One response from the university, after a series of seminars and presentations on diversity targeted at residence hall staff, faculty and administration, was a request that they hang rainbow logos on a door or a window in a residence hall, a faculty office, a classroom or any other university space. It would be a sign that the space was safe; a place where anyone could come to talk about anything, not just homosexuality, and know that their conversation would be held sacred. It took awhile for this to catch on, but it was successful, and change did begin, slowly but surely. It was a very visible sign.
Today, we are hearing about a new symbol to represent this same idea of unity, A safety pin, really. How does something that we usually use in an emergency to hold a blouse or shirt together, keep something from falling down (like the strap of a dress or a pair of pants) or put holes in our best blouse, jacket or shirt, suddenly become a sign of unity? Just consider its name: safety; and how it is used: to hold things together.
There is some criticism being lobbed towards this simple symbol. There is a concern that it will just become a fashion statement, you know some people will want to bedazzle the pin, right? Or more seriously, there is concern it will become just another statement of white privilege and become mediocre at best. The answer to the criticism is to make the symbol more if you choose to wear it; to make it lead us to action on behalf of those on the margins.
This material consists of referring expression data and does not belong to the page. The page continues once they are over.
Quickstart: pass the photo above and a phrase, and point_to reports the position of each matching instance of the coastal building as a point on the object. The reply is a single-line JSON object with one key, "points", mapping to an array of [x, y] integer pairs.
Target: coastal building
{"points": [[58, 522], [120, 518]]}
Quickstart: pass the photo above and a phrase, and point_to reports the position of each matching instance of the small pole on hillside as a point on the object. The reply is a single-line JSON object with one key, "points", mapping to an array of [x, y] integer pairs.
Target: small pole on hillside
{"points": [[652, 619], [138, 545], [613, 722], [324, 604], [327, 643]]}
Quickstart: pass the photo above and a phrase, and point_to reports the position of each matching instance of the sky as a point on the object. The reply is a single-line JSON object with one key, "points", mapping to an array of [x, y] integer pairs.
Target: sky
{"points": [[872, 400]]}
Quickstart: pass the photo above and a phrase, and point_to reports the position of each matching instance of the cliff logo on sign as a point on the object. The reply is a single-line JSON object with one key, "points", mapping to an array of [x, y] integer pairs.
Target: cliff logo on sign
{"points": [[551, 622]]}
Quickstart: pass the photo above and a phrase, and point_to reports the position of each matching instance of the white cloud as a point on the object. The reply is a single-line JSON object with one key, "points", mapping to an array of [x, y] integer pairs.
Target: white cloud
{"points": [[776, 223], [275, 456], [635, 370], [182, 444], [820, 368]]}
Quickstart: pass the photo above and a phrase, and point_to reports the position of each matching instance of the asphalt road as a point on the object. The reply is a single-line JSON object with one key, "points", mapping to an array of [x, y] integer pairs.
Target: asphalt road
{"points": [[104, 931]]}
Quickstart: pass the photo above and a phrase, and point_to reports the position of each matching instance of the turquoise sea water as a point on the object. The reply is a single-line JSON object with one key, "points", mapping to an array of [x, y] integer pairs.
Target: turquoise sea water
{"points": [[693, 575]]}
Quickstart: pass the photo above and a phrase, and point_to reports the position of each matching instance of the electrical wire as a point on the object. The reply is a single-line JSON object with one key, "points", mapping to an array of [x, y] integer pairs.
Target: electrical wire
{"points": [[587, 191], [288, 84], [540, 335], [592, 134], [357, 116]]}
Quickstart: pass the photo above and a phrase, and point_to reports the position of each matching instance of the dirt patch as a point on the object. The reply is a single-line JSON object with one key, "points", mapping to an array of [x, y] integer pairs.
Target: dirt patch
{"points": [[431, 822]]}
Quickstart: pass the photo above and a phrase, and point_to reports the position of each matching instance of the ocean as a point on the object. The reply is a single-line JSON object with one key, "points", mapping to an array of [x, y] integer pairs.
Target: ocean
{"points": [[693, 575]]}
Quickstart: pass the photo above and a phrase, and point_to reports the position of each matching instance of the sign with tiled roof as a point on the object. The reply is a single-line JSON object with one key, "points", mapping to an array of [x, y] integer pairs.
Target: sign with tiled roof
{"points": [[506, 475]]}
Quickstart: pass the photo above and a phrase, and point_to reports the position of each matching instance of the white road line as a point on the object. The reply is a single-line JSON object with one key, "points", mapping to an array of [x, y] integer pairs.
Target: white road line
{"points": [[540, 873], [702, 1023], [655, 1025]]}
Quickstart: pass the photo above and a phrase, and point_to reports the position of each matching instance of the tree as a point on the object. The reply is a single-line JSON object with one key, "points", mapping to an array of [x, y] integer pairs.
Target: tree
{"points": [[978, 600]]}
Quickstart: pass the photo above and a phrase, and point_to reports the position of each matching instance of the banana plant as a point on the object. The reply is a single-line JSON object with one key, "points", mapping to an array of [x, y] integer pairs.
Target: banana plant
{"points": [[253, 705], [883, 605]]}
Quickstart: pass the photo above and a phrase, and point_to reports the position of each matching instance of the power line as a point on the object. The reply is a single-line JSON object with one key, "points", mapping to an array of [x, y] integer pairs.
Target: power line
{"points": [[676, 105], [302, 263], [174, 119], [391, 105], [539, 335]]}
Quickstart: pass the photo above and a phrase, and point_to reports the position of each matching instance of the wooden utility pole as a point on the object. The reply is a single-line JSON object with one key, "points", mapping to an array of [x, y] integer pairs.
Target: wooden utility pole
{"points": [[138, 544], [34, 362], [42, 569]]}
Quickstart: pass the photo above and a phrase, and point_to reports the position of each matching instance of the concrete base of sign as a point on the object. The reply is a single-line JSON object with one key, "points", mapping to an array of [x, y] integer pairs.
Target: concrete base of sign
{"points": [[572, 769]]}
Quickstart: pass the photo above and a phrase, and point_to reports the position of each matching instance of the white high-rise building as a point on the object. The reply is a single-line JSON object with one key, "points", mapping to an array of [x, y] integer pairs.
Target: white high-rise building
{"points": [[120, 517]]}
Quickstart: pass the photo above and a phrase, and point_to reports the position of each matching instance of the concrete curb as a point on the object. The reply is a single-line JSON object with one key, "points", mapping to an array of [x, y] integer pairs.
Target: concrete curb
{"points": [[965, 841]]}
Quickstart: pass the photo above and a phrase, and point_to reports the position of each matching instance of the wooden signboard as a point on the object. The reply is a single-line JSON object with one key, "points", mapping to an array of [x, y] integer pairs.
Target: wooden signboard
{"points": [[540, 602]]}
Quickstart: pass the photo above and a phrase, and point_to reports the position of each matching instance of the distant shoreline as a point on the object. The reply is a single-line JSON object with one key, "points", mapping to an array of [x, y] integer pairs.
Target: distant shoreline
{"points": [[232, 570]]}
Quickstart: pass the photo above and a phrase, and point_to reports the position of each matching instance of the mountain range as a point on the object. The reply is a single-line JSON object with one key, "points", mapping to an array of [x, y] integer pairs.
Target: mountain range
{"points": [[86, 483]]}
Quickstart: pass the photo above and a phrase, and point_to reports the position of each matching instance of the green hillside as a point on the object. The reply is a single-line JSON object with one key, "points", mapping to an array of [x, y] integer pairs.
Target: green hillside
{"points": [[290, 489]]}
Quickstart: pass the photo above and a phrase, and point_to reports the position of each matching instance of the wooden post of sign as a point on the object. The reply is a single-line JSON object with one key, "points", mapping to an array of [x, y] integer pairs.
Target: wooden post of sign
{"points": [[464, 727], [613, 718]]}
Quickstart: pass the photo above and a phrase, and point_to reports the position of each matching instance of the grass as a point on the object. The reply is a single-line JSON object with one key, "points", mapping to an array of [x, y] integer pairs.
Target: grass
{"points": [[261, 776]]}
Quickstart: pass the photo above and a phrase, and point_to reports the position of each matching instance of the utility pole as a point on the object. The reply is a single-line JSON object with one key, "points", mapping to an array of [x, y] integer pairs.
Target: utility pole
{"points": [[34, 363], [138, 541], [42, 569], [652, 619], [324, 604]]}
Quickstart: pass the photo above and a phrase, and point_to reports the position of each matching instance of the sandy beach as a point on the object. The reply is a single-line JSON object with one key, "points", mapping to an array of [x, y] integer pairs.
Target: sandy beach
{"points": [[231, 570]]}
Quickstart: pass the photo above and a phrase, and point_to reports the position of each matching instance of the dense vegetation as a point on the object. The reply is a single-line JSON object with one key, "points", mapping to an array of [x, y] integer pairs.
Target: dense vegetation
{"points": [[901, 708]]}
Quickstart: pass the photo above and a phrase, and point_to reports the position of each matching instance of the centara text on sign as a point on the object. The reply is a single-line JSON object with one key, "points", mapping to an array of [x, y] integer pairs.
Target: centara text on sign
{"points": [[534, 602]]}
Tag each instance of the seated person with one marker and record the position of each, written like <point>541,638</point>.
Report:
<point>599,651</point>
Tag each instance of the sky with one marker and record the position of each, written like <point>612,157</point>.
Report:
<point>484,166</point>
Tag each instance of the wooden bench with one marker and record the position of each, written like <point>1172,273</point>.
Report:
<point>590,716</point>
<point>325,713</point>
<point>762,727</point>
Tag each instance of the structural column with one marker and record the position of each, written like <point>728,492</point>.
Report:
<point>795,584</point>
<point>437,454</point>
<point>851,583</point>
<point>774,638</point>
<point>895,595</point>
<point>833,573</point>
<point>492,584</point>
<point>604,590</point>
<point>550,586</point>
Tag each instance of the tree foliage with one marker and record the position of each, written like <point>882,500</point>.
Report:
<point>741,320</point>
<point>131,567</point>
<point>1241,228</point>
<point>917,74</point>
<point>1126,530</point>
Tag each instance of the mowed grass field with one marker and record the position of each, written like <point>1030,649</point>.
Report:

If we choose to wear the safety pin, let us do so in order to discourage racism, heterosexism, sexism, ageism and all of the other “isms” that would deny basic human dignity to God’s creations. It is the Gospel mandate: Love one another.
Let us all be thankful and share the gifts and blessings we have received.
So, if you see someone wearing such a safety pin will you presume it is just holding something together or that it is an opportunity for a conversation on important matters? And what could come out of that conversation?